Ia menjelaskan, Pemerintah Provinsi (Pemprov) Riau juga sudah melakukan pengawasan karhutla dengan berkoordinasi bersama BMKG. Menjelang akhir Januari 2026, setidaknya tercatat 6 kabupaten/kota yang sudah terjadi Karhutla.
"Provinsi Riau akan menghentikan status siaga darurat bencana hidrometeorologi pada 31 Januari 2026. Sekarang ini kita menunggu kalau ada daerah yang menetapkan status siaga Karhutla, karena Karhutla sudah terjadi di 6 daerah," jelasnya.
Sebelumnya, karhutla yang terjadi di 6 kabupaten/kota tersebut mencapai 14 titik api. Di antaranya di Kabupaten Kampar 2 titik, Kabupaten Bengkalis 2 titik, dan Kepulauan Meranti 3 titik.
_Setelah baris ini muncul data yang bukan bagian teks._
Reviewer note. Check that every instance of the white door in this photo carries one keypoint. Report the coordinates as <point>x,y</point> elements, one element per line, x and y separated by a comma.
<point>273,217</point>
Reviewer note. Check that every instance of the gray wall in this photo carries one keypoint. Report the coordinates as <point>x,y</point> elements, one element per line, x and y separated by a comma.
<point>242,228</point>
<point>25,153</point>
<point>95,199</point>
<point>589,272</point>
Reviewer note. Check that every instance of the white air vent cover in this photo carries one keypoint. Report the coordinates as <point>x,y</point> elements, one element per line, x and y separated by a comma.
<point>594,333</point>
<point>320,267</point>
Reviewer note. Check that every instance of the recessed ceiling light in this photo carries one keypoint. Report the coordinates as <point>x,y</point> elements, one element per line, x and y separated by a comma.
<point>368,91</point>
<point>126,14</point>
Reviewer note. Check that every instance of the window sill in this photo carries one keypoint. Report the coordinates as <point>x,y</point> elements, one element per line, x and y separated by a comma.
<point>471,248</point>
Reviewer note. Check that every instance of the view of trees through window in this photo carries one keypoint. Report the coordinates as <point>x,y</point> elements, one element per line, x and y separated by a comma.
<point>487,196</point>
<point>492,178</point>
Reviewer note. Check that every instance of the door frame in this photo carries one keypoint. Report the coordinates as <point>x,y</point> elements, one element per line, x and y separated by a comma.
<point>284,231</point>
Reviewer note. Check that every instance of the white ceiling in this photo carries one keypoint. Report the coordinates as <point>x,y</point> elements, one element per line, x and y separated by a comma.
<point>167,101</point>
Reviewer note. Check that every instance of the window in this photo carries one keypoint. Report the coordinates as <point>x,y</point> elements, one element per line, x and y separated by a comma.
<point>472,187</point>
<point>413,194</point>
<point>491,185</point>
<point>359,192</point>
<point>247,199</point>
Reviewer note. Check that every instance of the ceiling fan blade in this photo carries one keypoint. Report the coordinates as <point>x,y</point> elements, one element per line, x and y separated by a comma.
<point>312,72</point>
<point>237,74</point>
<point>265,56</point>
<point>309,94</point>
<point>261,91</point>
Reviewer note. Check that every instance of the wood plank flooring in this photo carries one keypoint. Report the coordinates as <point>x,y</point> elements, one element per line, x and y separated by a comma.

Kemudian di Kabupaten Indragiri Hilir 1 titik, Kota Pekanbaru 4 titik dan Kabupaten Kuantan Singingi (Kuansing) 1 titik.
"Tetapi, Alhamdulillah semua sudah berhasil dipadamkan. Sekarang sedang proses pendinginan di lokasi. Total spot yang terbakar dari total 14 titik itu juga kecil," pungkasnya.